参った。
明日10日に、図書館に本を返しに行く。それまでにと思いつつ、三木卓の書いた北原白秋の伝記を読んでいたのだ。だが、それは今日9日の朝7時には読み終えてしまった。
突然空いた空白の時間に私は狼狽えた。本棚を眺め回す。その時このスウィフトの『奴婢訓』が目に留まった。薄い。これなら1日で読めそうだ。
そうなのだ。私はこの本を、内容ではなく、未読の薄い本であるという理由だけで選んだのだ。
読み始めてすぐ、この本は素直な気分で読むことが不可能な本である事が理解出来た。
素直な気持ちで書かれた本ではない。
表向きは使用人に対して贈る、人生訓の振りをしている。だがそこに展開されるのは、一筋縄では括れない、手の込んだ、容赦ない皮肉、逆説、諧謔の嵐だった。
スウィフトは、最初よくあるタイプの人生訓を説く本を書く心算だったらしい。
けれど書き始めてすぐ、捻りに捻った形の方が、本来の目的を達成出来ると思い付いた様だ。
これでもか!と言う勢いで、奉公人が主人に対して、いかに狡賢く立ち回れるか、どうすれば責任を免れる事が出来るかが、記されている。
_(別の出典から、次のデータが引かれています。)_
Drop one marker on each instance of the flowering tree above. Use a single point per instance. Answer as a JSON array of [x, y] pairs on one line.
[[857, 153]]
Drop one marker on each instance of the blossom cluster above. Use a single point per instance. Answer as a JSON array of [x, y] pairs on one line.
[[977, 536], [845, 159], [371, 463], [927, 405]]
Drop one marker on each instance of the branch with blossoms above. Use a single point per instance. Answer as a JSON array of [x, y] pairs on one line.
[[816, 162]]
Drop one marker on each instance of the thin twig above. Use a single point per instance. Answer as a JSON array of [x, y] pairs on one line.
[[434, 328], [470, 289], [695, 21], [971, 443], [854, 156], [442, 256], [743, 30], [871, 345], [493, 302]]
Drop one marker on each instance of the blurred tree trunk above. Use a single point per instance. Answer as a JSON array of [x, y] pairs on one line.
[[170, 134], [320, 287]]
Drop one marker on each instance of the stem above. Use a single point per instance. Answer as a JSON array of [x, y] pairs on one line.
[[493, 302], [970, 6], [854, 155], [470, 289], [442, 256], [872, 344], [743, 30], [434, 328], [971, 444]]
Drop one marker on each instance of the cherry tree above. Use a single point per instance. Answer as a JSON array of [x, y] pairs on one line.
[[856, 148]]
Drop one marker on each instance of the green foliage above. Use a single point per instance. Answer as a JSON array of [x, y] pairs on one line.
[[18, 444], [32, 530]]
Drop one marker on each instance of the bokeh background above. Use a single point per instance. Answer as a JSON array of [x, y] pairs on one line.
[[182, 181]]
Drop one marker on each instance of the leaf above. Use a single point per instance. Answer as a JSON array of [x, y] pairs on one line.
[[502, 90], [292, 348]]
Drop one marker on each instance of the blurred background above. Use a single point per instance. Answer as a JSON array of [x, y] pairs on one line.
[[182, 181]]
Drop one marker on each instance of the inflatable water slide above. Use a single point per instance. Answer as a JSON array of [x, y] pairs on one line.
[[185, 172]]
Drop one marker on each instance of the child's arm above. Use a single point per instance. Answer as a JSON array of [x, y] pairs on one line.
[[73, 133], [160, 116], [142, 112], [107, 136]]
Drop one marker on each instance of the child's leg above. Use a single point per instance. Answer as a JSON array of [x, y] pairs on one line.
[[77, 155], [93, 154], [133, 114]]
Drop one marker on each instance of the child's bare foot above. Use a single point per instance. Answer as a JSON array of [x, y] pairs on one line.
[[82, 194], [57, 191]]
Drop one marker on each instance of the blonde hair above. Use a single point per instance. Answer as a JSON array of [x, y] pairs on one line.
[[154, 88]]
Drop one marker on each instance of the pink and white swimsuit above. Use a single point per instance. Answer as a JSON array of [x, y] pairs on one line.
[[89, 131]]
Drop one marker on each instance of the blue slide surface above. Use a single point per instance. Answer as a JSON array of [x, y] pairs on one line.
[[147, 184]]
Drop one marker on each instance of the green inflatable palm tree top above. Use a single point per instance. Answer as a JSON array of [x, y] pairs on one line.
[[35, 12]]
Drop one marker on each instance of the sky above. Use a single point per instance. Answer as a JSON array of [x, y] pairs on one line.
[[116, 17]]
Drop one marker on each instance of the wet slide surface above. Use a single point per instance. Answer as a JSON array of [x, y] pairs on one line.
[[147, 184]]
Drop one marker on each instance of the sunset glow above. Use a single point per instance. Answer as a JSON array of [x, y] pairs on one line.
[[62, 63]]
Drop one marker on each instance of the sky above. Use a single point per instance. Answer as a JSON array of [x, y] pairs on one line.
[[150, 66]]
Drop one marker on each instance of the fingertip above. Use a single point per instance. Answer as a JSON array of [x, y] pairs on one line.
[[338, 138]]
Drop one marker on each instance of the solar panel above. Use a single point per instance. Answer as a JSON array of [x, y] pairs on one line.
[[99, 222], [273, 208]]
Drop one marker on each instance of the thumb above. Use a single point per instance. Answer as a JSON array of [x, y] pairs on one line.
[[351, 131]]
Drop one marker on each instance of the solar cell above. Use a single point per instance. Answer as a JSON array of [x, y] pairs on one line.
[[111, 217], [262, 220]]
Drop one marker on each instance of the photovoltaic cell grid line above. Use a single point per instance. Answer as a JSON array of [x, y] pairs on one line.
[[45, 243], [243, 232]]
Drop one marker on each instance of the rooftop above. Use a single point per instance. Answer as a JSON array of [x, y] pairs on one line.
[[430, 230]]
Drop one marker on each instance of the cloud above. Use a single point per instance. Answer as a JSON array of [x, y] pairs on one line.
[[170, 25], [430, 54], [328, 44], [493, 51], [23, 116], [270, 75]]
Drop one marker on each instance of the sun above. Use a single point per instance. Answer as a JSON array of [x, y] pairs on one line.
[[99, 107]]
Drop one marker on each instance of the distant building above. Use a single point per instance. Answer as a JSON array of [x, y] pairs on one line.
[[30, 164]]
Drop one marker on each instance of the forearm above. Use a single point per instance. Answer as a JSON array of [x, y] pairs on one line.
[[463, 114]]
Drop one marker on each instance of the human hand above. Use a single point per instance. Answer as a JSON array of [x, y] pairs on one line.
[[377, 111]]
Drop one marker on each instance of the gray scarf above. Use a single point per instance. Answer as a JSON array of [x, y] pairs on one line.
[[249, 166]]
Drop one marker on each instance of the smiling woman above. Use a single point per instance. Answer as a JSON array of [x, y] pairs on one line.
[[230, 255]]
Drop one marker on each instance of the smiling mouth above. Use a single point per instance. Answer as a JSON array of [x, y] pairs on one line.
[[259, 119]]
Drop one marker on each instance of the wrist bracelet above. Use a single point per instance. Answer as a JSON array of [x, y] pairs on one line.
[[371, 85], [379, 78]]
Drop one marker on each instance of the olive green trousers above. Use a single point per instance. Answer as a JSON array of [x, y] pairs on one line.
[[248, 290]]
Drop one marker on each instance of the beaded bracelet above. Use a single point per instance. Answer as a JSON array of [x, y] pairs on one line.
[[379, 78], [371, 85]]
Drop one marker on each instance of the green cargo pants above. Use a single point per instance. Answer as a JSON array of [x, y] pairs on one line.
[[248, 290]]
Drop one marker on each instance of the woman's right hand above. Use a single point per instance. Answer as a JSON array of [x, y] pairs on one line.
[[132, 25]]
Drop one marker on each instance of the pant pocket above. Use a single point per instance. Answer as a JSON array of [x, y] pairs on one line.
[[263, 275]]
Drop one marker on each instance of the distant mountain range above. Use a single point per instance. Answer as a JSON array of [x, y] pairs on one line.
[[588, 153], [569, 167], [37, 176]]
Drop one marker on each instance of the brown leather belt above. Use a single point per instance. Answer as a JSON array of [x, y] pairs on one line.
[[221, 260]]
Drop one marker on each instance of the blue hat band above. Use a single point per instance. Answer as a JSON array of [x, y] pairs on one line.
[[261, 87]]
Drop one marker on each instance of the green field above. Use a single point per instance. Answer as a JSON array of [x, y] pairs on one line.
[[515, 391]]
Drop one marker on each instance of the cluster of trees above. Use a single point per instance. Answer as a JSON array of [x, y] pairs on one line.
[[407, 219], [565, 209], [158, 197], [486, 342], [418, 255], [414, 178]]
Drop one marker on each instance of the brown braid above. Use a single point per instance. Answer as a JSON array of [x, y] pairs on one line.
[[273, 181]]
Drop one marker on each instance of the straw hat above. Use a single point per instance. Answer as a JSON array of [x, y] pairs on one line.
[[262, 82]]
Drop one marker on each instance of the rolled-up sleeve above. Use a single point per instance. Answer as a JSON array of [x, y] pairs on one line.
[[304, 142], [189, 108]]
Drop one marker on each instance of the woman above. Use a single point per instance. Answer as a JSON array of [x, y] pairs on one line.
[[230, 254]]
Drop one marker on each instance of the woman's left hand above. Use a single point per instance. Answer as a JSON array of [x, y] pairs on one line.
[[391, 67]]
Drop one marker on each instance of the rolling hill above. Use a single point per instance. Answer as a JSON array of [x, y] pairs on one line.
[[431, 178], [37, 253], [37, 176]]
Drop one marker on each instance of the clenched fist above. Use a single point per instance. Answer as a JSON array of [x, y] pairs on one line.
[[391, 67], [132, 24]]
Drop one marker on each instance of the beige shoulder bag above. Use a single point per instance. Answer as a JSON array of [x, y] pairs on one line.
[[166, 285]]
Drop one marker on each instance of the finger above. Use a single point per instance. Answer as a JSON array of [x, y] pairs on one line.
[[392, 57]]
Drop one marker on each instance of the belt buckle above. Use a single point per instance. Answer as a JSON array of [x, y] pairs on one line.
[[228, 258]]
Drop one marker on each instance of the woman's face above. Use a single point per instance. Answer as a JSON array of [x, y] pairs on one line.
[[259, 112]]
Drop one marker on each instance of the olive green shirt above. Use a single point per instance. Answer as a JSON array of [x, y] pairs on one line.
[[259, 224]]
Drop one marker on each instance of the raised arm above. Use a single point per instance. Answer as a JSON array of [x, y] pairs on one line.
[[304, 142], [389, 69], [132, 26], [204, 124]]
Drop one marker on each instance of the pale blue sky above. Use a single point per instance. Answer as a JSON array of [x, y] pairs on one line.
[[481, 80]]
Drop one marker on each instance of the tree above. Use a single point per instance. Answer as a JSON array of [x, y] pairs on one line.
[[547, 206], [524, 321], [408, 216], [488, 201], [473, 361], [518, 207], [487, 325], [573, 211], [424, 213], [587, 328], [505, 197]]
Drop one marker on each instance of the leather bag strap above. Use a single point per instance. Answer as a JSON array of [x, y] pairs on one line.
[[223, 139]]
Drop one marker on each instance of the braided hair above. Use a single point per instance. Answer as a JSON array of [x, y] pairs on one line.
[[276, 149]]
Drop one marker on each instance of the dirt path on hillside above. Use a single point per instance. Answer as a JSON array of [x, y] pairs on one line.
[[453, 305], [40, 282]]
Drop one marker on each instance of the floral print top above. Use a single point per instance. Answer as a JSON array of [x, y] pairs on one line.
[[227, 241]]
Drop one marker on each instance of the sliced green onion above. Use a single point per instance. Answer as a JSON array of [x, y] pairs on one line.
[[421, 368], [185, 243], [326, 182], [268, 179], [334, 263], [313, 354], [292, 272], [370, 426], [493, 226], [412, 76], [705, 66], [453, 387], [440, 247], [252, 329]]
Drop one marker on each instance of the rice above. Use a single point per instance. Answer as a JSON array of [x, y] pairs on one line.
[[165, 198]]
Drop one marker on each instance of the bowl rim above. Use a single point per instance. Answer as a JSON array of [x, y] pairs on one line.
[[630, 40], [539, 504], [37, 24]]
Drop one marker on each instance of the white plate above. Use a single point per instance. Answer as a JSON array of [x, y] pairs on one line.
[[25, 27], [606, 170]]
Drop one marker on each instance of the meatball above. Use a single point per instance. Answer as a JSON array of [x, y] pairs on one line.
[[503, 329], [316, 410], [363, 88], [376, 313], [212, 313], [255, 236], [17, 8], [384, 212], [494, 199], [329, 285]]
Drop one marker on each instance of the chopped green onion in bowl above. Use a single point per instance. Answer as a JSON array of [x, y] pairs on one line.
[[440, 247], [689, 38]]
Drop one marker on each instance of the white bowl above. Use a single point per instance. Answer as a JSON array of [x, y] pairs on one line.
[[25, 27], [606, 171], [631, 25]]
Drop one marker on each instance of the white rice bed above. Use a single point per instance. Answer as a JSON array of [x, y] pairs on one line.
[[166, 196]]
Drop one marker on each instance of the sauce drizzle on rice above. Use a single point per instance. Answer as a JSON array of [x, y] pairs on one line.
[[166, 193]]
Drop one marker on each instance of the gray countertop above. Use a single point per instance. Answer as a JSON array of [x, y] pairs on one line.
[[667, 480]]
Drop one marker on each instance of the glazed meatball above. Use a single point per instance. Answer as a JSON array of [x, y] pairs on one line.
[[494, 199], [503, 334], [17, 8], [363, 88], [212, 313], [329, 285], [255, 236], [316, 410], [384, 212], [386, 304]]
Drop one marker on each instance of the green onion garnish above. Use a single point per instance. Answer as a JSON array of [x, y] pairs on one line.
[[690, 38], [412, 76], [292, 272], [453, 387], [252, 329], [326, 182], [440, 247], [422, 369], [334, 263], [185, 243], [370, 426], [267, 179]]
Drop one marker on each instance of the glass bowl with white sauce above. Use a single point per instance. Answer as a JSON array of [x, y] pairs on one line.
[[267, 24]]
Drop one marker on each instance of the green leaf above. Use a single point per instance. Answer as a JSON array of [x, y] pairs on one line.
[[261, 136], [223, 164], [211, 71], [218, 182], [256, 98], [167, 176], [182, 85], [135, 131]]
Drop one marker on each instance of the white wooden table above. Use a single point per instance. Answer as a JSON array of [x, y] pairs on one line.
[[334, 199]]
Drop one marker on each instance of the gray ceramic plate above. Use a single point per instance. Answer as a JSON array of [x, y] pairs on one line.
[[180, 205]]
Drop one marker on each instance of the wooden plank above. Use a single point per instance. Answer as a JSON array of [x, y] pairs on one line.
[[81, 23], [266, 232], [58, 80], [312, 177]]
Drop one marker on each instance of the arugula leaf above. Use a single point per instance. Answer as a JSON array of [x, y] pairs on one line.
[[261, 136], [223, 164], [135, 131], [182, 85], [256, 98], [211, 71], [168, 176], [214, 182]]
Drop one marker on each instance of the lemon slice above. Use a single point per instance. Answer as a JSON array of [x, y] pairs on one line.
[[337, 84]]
私が主人ならば、この様な本を読む奉公人は御免被りたいところだ。
流石『ガリヴァ旅行記』の作者スウィフト。その面目躍如のとんでもない奇書だ。
だがどうだろう。自分が奉公人であるとしたら、この本に書かれている姿勢で、勤め上げた方が、主人という権力に対して、敢然と立ち向かい、自己を貫く事が出来るとも言えるのではないだろうか?
スウィフトの狙いも、あながちそこにあったのではないかとも、今では思ている。